More recently I noticed an operation where the homes in a Dallas suburb are built with a 30 foot or so setback, but the mailboxes are attached to the home. Here a postal carrier would park, walk the mail to the home, return to the vehicle then pull ahead 50 feet to the next home and repeat.

When I lived in a large apartment in Brooklyn, delivery seemed the most efficient. The mail carrier entered the lobby and spent 15 minutes or so sorting the mail into individual slots, then closed the drawer.

Sure, first-class mail is being replaced by email, electronic bill pay and the like, but the continuing spread of the population has limited the efficiency of the remaining operation. I would venture that today postal carriers who drive to boxes outnumber those who walk to buildings.

Here's just one example. According to the Federal Reserve Bank of Cleveland, From 1950 to 2010 the city of Cleveland?s population density fell from about 11,800 people per square mile to 5,100 people per square mile. Over the same period, the city of Chicago?s population density fell from 15,900 people per square mile to 11,900 people per square mile.
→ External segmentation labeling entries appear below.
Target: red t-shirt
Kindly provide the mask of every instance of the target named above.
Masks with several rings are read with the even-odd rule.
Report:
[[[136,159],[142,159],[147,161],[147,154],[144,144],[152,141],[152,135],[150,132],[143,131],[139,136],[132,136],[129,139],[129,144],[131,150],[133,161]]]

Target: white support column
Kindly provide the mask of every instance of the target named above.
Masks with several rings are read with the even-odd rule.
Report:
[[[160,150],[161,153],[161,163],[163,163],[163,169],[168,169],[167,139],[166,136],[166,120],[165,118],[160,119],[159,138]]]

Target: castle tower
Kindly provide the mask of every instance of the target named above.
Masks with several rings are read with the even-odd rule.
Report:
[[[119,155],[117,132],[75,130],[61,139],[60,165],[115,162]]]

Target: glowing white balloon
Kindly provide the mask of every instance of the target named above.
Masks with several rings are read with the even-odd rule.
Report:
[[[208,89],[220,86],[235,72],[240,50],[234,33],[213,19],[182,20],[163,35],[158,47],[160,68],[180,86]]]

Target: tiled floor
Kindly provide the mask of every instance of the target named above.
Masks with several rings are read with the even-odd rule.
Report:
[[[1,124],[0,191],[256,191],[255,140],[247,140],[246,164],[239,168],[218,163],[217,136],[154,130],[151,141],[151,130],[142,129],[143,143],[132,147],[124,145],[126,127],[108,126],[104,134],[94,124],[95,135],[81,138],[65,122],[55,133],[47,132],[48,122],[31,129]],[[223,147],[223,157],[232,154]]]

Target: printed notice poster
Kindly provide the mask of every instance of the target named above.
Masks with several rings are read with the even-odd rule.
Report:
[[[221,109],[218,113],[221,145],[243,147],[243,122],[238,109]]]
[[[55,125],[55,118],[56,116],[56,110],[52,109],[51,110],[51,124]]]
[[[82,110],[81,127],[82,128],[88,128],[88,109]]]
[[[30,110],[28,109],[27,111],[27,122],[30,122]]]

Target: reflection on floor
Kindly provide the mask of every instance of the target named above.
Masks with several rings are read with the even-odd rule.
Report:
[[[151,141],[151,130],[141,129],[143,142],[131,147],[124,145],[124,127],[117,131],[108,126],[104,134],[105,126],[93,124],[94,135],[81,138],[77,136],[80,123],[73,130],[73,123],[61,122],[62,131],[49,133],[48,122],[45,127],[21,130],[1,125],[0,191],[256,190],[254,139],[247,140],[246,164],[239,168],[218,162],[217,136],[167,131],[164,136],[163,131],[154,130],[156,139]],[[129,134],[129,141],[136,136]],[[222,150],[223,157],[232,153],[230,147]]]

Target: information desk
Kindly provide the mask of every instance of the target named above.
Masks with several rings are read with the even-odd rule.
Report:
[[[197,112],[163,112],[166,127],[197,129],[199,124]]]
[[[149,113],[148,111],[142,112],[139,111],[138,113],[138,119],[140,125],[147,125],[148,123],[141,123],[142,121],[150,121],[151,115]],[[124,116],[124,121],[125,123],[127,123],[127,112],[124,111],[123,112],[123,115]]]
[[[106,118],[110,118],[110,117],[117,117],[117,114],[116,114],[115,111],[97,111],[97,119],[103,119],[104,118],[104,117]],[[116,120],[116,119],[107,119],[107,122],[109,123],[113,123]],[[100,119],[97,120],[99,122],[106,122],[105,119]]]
Of course some cities such as San Francisco are still about as dense as they were in 1950, but they are the exception.

If the U.S. Post Office were a private business, it would likely charge more for delivering a letter by vehicle than they would delivering it on foot. Much of the mail is shipped by train, and then has to travel from a node at another city. These nodes are not found in far-flung suburbs. A private business might also charge additionally depending on how far an item travels, and where it travels. There might not even be first-class mail in say remote Alaska.

But communication is important to a nation, as it breeds cohesiveness, and so we have the pseudo government entity known as USPS.
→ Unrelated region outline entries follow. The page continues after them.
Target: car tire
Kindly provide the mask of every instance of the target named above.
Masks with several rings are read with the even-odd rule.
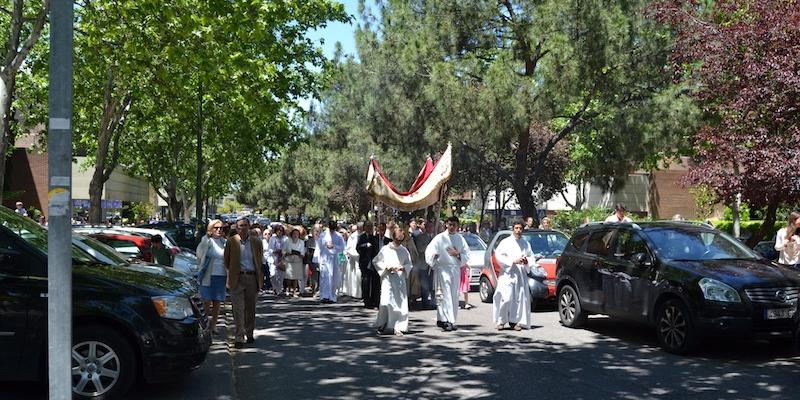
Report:
[[[670,299],[658,308],[656,333],[661,347],[669,353],[688,354],[697,346],[697,333],[689,309],[679,299]]]
[[[72,345],[74,398],[123,398],[136,378],[136,357],[122,335],[102,326],[76,329]]]
[[[581,299],[572,285],[564,285],[558,291],[558,317],[567,328],[580,328],[589,314],[581,307]]]
[[[481,280],[478,282],[478,293],[481,296],[482,302],[492,302],[492,297],[494,297],[494,288],[492,287],[492,283],[489,282],[489,278],[487,278],[486,275],[481,276]]]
Is there a solution? First, if paper mail will eventually be all or at least largely replaced by electronic communication, then from a holistic view it would make more sense to get those not yet using electronic communication to use it sooner. The Post Office is not charged with looking at things holistically, however. So the approach they are exploring is largely in order--reducing the days of service and raising the price of first-class mail delivery.

The good news is that density is improving in many cities centers. Recent maps of downtown Cleveland show housing units being added downtown, even as the region as a whole continues to lose residents.

Unfortunately these changes won't come soon enough or fast enough for the post office. It is a lesson for other industries, however. The simplest way to say it is that dense urban environments are more efficient.